We know a select few words and phrases. Both Nick and I know how to navigate a taxi with directions of straight, left, right, stop, here, there....and we both know our numbers. Knowing your numbers is key to not getting ripped off. One of the first phrases I was taught (and use almost daily) was búyào.
Búyào means "don't want", or "want not" in direct translation.
I use it in many situations. For example, someone goes to touch my kids faces or hands--I swat their hand away with a strong búyào to make my point. Do.Not.Touch.My.Kids. I also use it at the market, when my vendor asks if I need spinach this week, or when she tries to push a newly available vegetable my way. A quick sweet búyào does the trick.

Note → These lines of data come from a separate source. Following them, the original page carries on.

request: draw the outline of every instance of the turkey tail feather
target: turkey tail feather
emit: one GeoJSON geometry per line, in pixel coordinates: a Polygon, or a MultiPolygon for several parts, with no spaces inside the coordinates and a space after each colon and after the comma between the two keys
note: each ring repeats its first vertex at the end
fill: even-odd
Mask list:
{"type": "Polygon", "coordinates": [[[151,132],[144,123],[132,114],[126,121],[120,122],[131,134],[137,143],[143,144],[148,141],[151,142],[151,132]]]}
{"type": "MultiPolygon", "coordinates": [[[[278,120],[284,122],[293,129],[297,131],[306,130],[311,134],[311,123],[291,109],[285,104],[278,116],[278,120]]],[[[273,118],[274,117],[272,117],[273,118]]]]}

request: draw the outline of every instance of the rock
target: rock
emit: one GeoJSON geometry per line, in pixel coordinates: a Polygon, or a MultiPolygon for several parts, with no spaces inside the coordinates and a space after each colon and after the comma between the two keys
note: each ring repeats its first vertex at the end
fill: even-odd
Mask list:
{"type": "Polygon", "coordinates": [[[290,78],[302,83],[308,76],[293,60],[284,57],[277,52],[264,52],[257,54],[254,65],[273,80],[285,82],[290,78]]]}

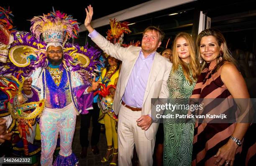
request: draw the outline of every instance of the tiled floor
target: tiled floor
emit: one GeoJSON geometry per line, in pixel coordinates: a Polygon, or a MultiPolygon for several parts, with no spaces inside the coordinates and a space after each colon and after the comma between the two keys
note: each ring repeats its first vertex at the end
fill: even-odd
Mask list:
{"type": "MultiPolygon", "coordinates": [[[[100,162],[101,159],[105,155],[107,150],[107,142],[105,133],[101,133],[100,138],[100,141],[98,144],[98,148],[100,149],[100,154],[94,155],[90,147],[88,148],[87,157],[85,159],[81,159],[80,157],[80,152],[81,147],[80,145],[80,141],[79,139],[79,134],[80,130],[80,116],[77,116],[77,124],[76,129],[73,140],[73,145],[72,149],[73,151],[76,154],[79,159],[79,163],[81,166],[108,166],[110,161],[102,163],[100,162]]],[[[91,125],[91,126],[92,125],[91,125]]],[[[90,139],[92,132],[92,128],[90,128],[89,131],[89,137],[90,139]]]]}

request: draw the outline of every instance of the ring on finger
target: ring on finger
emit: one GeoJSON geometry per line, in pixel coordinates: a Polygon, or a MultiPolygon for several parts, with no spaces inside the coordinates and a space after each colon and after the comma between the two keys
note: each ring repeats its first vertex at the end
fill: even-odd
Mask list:
{"type": "Polygon", "coordinates": [[[227,162],[227,161],[226,161],[225,162],[226,162],[226,165],[229,166],[230,165],[230,163],[229,163],[229,162],[227,162]]]}

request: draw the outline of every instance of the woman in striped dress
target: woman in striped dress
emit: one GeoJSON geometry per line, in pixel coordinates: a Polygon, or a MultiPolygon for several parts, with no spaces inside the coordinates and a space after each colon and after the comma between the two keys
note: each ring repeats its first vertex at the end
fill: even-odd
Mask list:
{"type": "MultiPolygon", "coordinates": [[[[174,41],[173,66],[167,80],[172,104],[187,104],[199,75],[194,46],[191,36],[187,33],[179,33],[174,41]]],[[[164,114],[187,113],[186,110],[169,111],[164,114]]],[[[164,123],[164,165],[191,166],[194,123],[166,120],[164,123]]]]}
{"type": "MultiPolygon", "coordinates": [[[[222,34],[216,30],[205,30],[197,36],[196,45],[203,70],[191,98],[249,98],[245,81],[235,64],[222,34]]],[[[247,107],[239,101],[236,101],[236,104],[229,106],[229,108],[237,106],[243,111],[247,107]]],[[[219,106],[212,105],[209,111],[219,106]]],[[[246,140],[244,137],[249,125],[248,123],[196,122],[192,165],[244,165],[247,164],[241,162],[246,157],[247,164],[249,164],[251,161],[248,159],[250,152],[245,148],[246,144],[242,142],[241,146],[238,144],[243,141],[243,138],[246,140]]],[[[251,150],[255,154],[255,150],[251,150]]]]}

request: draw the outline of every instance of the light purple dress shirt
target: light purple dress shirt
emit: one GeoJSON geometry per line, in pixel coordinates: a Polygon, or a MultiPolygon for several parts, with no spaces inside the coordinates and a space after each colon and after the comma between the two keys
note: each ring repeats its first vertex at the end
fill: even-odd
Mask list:
{"type": "MultiPolygon", "coordinates": [[[[96,37],[99,33],[95,30],[88,35],[91,38],[96,37]]],[[[145,58],[140,51],[133,69],[122,100],[128,105],[138,108],[142,107],[144,95],[153,64],[156,52],[145,58]]]]}
{"type": "Polygon", "coordinates": [[[131,107],[141,108],[144,95],[156,52],[146,58],[141,50],[128,80],[122,100],[131,107]]]}

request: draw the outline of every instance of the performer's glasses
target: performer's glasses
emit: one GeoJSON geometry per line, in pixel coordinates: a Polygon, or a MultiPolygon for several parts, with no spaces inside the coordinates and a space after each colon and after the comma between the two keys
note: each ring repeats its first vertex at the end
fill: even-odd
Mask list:
{"type": "Polygon", "coordinates": [[[56,53],[58,54],[60,54],[62,53],[62,50],[57,50],[56,51],[55,51],[54,50],[50,50],[50,51],[48,51],[48,53],[50,54],[54,54],[56,53]]]}

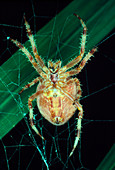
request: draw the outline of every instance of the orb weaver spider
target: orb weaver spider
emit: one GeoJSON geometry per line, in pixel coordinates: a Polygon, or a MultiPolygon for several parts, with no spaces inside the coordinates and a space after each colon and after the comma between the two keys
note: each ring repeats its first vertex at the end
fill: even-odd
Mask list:
{"type": "Polygon", "coordinates": [[[86,62],[91,58],[91,56],[93,56],[94,52],[97,51],[97,47],[95,47],[83,58],[85,52],[87,27],[77,14],[74,15],[80,20],[83,27],[80,53],[79,56],[75,56],[72,61],[68,62],[68,64],[63,67],[61,67],[60,60],[56,63],[48,61],[48,67],[45,66],[42,58],[38,54],[34,36],[25,16],[24,20],[27,35],[32,45],[33,54],[36,60],[20,42],[10,38],[10,40],[16,44],[16,46],[18,46],[28,57],[33,67],[40,75],[31,83],[25,85],[25,87],[19,93],[21,94],[24,90],[39,82],[36,92],[28,99],[29,118],[32,129],[44,139],[34,124],[32,108],[32,101],[34,99],[37,99],[37,106],[42,116],[56,126],[65,124],[73,116],[76,109],[78,109],[79,113],[76,126],[77,134],[70,156],[73,154],[80,139],[81,121],[83,118],[83,108],[79,102],[81,97],[80,81],[77,78],[72,78],[72,76],[79,74],[84,68],[86,62]],[[80,63],[78,67],[68,71],[68,69],[72,68],[78,63],[80,63]]]}

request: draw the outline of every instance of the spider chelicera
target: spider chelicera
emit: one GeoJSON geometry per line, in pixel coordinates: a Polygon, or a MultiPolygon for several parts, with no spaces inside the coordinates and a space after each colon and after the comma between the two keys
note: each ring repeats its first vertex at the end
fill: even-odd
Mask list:
{"type": "Polygon", "coordinates": [[[91,56],[93,56],[94,52],[97,50],[96,47],[93,48],[83,58],[85,52],[87,27],[83,20],[77,14],[74,15],[80,20],[83,27],[80,53],[79,56],[75,56],[72,61],[70,61],[67,65],[63,67],[61,67],[60,60],[56,63],[48,61],[48,67],[45,66],[42,58],[38,54],[34,41],[34,36],[31,32],[28,22],[26,21],[25,16],[24,20],[27,35],[32,45],[35,59],[20,42],[10,38],[10,40],[15,43],[16,46],[18,46],[21,51],[28,57],[29,61],[32,63],[33,67],[39,74],[39,77],[35,78],[31,83],[27,84],[20,91],[21,94],[24,90],[39,82],[36,92],[28,99],[29,118],[32,129],[41,138],[44,139],[44,137],[41,136],[34,124],[32,108],[32,101],[34,99],[37,100],[37,106],[42,116],[56,126],[65,124],[73,116],[76,109],[78,109],[79,113],[76,126],[77,134],[70,156],[73,154],[80,139],[81,121],[83,118],[83,108],[79,102],[81,97],[80,81],[77,78],[72,78],[72,76],[77,75],[79,74],[79,72],[81,72],[86,62],[90,59],[91,56]],[[72,68],[78,63],[80,63],[78,67],[75,67],[74,69],[68,71],[68,69],[72,68]]]}

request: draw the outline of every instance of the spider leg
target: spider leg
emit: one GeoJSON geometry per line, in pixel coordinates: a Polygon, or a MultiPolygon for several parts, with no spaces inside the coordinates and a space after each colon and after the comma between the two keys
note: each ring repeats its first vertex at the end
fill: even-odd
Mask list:
{"type": "Polygon", "coordinates": [[[43,77],[46,77],[46,74],[42,71],[42,69],[39,67],[39,65],[35,62],[34,58],[32,55],[28,52],[28,50],[17,40],[14,40],[10,38],[10,40],[16,44],[17,47],[21,49],[21,51],[28,57],[29,61],[32,63],[33,67],[36,69],[36,71],[43,77]]]}
{"type": "Polygon", "coordinates": [[[78,121],[77,121],[77,134],[76,134],[76,137],[75,137],[75,141],[74,141],[74,146],[73,146],[73,149],[69,155],[72,156],[78,142],[79,142],[79,139],[80,139],[80,134],[81,134],[81,121],[82,121],[82,118],[83,118],[83,108],[82,108],[82,105],[79,103],[79,99],[81,97],[81,87],[80,87],[80,82],[77,78],[74,78],[74,79],[70,79],[67,81],[67,85],[70,84],[70,83],[73,83],[75,82],[76,83],[76,87],[77,87],[77,96],[76,96],[76,99],[71,96],[70,94],[68,94],[64,88],[62,88],[62,93],[64,93],[70,100],[73,101],[74,105],[77,107],[77,109],[79,110],[79,113],[78,113],[78,121]]]}
{"type": "Polygon", "coordinates": [[[36,134],[39,135],[42,139],[44,139],[44,137],[41,136],[41,134],[39,133],[38,129],[36,128],[36,126],[35,126],[35,124],[34,124],[32,101],[33,101],[35,98],[37,98],[38,95],[42,94],[43,92],[44,92],[44,90],[37,91],[37,92],[34,93],[32,96],[30,96],[29,99],[28,99],[30,125],[31,125],[32,129],[36,132],[36,134]]]}
{"type": "Polygon", "coordinates": [[[79,114],[78,114],[78,121],[77,121],[77,135],[75,137],[75,141],[74,141],[74,146],[73,146],[73,149],[69,155],[72,156],[77,144],[78,144],[78,141],[80,139],[80,134],[81,134],[81,121],[82,121],[82,117],[83,117],[83,108],[82,108],[82,105],[76,101],[75,102],[76,106],[77,106],[77,109],[79,110],[79,114]]]}
{"type": "Polygon", "coordinates": [[[24,16],[24,20],[25,20],[25,26],[26,26],[26,30],[27,30],[27,35],[28,35],[28,38],[29,38],[29,40],[30,40],[30,42],[31,42],[32,50],[33,50],[33,53],[34,53],[34,55],[35,55],[36,61],[37,61],[38,64],[41,66],[41,68],[42,68],[46,73],[48,73],[48,72],[49,72],[48,68],[45,66],[43,60],[42,60],[41,57],[38,55],[38,51],[37,51],[37,48],[36,48],[34,36],[33,36],[32,32],[31,32],[30,25],[28,24],[25,16],[24,16]]]}
{"type": "Polygon", "coordinates": [[[87,61],[93,56],[94,52],[97,51],[97,47],[93,48],[85,57],[84,59],[81,61],[81,63],[79,64],[78,67],[76,67],[75,69],[72,69],[71,71],[66,72],[68,74],[68,76],[73,76],[76,74],[79,74],[79,72],[84,68],[85,64],[87,63],[87,61]]]}
{"type": "Polygon", "coordinates": [[[36,79],[34,79],[31,83],[28,83],[27,85],[25,85],[25,87],[19,92],[19,94],[21,94],[24,90],[26,90],[27,88],[33,86],[34,84],[36,84],[38,81],[42,82],[42,78],[41,77],[37,77],[36,79]]]}
{"type": "Polygon", "coordinates": [[[74,65],[78,64],[81,61],[81,59],[85,53],[87,27],[86,27],[85,23],[83,22],[83,20],[79,17],[79,15],[77,15],[77,14],[74,14],[74,15],[80,20],[81,25],[83,27],[83,33],[82,33],[82,39],[81,39],[81,49],[80,49],[79,56],[77,56],[75,59],[70,61],[66,66],[64,66],[64,71],[66,71],[69,68],[73,67],[74,65]]]}

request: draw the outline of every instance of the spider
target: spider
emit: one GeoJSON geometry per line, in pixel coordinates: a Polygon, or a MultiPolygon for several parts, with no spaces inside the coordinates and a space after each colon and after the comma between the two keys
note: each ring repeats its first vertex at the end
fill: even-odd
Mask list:
{"type": "Polygon", "coordinates": [[[68,62],[68,64],[63,67],[61,67],[60,60],[56,63],[48,61],[48,67],[45,66],[42,58],[38,54],[34,36],[25,16],[24,21],[27,35],[32,45],[35,59],[20,42],[10,38],[10,40],[16,44],[16,46],[19,47],[21,51],[28,57],[29,61],[39,74],[39,77],[35,78],[31,83],[25,85],[25,87],[19,93],[21,94],[24,90],[39,82],[36,92],[32,94],[28,99],[29,119],[32,129],[42,139],[44,139],[34,124],[32,107],[32,101],[34,99],[37,100],[37,106],[42,116],[56,126],[65,124],[73,116],[76,109],[78,109],[79,113],[76,126],[77,134],[70,156],[73,154],[80,139],[81,121],[83,118],[83,108],[80,104],[80,97],[82,93],[80,81],[77,78],[72,78],[72,76],[79,74],[84,68],[86,62],[90,59],[91,56],[93,56],[94,52],[97,51],[97,47],[95,47],[83,58],[85,53],[87,27],[77,14],[74,15],[80,20],[83,27],[80,52],[79,56],[75,56],[72,61],[68,62]],[[68,71],[68,69],[72,68],[78,63],[78,67],[68,71]]]}

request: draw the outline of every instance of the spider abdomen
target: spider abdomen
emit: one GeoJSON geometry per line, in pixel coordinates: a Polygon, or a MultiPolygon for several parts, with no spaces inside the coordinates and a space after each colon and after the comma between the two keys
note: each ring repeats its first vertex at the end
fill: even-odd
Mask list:
{"type": "MultiPolygon", "coordinates": [[[[39,89],[41,89],[40,85],[38,85],[37,90],[39,89]]],[[[75,97],[77,95],[76,84],[69,84],[64,91],[71,93],[75,97]]],[[[65,124],[76,110],[73,102],[64,93],[55,88],[48,89],[47,93],[39,95],[37,105],[42,116],[57,126],[65,124]]]]}

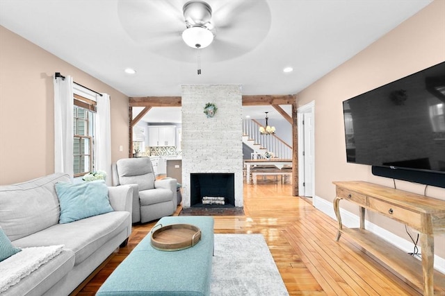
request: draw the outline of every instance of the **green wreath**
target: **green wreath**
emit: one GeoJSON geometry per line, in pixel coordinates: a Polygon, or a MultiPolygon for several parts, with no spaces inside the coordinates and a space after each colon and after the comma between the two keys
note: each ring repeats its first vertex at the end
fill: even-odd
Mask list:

Well, turns out, someone has been listening and picking up on the uses of búyào, because Sal now answers us with búyào when he doesn't want/ or doesn't want to do something. His most popular use of the word is at dinner when we sit him in his chair, and he decides he doesn't want to eat what we've placed in front of him. He'll feverishly yell "all done, all done, all done...búyào búyào búyào!" to make his point. He also uses it when our ayi tries to get him to put pants on (Sal prefers a pants optional household) and I'll hear a búyào! from his room, followed by the chatter of my ayi, presumably warning him that he's going to get sick and die if he gets cold. Sal chatters back at her, but I don't know what he is saying. I don't think it's English or Mandarin. But, who knows? Maybe he has picked up more than we know.
It's pretty awesome to have evidence of what a sponge he is for learning. It's also a reminder for us (me especially) to watch the swear words I tend to let fly.
Last thing I want is my kid sounding like a sailor's spawn. Major búyào.